Corporation with Foreign Affiliation Brought Back to Earth in Arbitration
Soaring Wind Energy, L.L.C, v. Catic USA, Inc., 946 F.3d 742 (5th Cir. 2020).
By: Giuliani Alvarenga
In January of 2020, the Fifth Circuit denied request of an aerospace corporation for a full bench hearing with judges from the circuit. This comes after the district court awarded $62.9 million dollars in favor of the investors working along side the aerospace company.
Catic USA, the defendant, is a corporation from California with ties from investors located in China. Soaring Wing Energy, the plaintiff, is a company formed by both Catic and Tang Energy Group to create a vehicle for “wind-energy marketing and project development.”[1] Through an agreement made by the two companies (“Soaring Wind Agreement” or the “Agreement” ), each member would conduct business only through Soaring Wind and its subsidiaries. The Agreement also outlined procedures for dispute resolution via arbitration.
Soaring Wind sued because it believed the plaintiff failed to properly invest in this business project. Here, Catic improperly breached the agreement by investing $50 million dollars in a Chinese affiliate without returning fifteen percent in profits to Soaring Wind Energy.[2] As a result, “the arbitration panel issued its final award in favor of the claimants” [3] in the amount of $62.9 million dollars in lost profits. Additionally, panel ordered the divestment of Catic and its affiliates’ equity intertest. The plaintiff then sought judicial confirmation, and the district court confirmed the award against Catic. The appeal arises from this decision
Here , Catic USA and its Chinese affiliates advanced three theories: “(1) The district court erred by confirming the award without first reviewing the arbitrators' power over Catic USA's Chinese affiliates; (2) the arbitration panel was improperly constituted; and (3) the award includes speculative or punitive damages rendering it unenforceable.”[4]

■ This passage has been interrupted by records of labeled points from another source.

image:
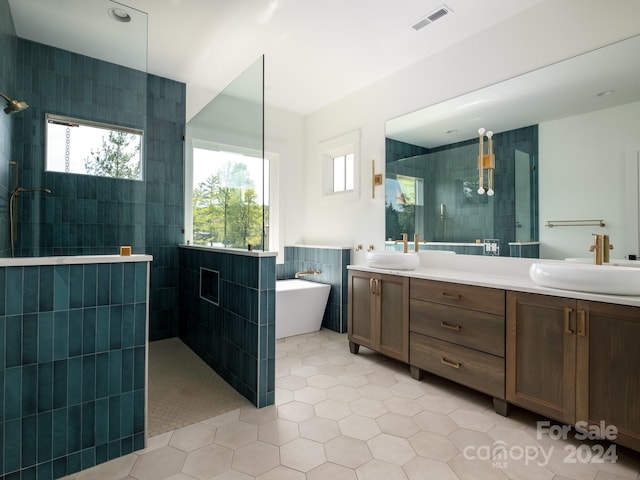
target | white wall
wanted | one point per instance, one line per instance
(582, 176)
(551, 31)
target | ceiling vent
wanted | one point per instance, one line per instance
(437, 14)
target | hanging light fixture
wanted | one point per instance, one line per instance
(486, 162)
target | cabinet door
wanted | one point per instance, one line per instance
(362, 324)
(541, 354)
(608, 385)
(393, 308)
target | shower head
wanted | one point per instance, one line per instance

The first issue has a basis in jurisdiction. Given Catic’s ties to its Chinese investor, the appeals court reviewed de novo whether the district court violated U.S. jurisprudence of international arbitration through its affirmation of the award. The court concluded that it held federal jurisdiction under the NY Convention because even though the Agreement related back to a foreign state, actions performed on foreign soil triggered breach for a domestic member.[5]
From here, the appeals court proceeded to break down Catic’s three theories. First, the defendant asserted that it lacked representation on the panel, so the award should be set aside. The court declined saying that the defendant signed an agreement that specified the actions of its affiliates, and when the affiliate chose not to attend the panel, that inaction constituted its own breach. Catic then claimed that Tang Energy Group had more of a say during the arbitration because it brought more arbitrators. It asked the court to invalidate the award because the representation was not evenly distributed. The Fifth Circuit again rejected this notion because the Agreement was a deal made between sophisticated parties. The Agreement did not favor parties; it only specified that the panel consisted of seven members. The fact that Catic was outnumbered is moot.
Finally, Catic claimed that the panel “exceeded its authority by awarding speculative and punitive damages in violation of the Agreement's written terms”[6] and the court should vacate and remand the decision because the award reflected an abuse of authority. While it was true that the panel did not have the authority to issue punitive damages, it did have the ability to grant injunctive relief. The question became whether the divestment was injunctive or punitive in nature. This court held that the divestment constituted injunctive relief because it not only compensated the parties but also achieved a just outcome. The appeals court affirmed the arbitration award in favor of Soaring Wind.
[1] Soaring Wind Energy, L.L.C. v. Catic USA Inc., 946 F.3d 742, 747 (5th Cir. 2020).
[2] Id. at 757.
[3] Id. at 749.
[4] Id. at 754.
[5] Id. at 753.
[6] Soaring Wind Energy, L.L.C. v. Catic USA Inc., 946 F.3d 742, 756 (5th Cir. 2020).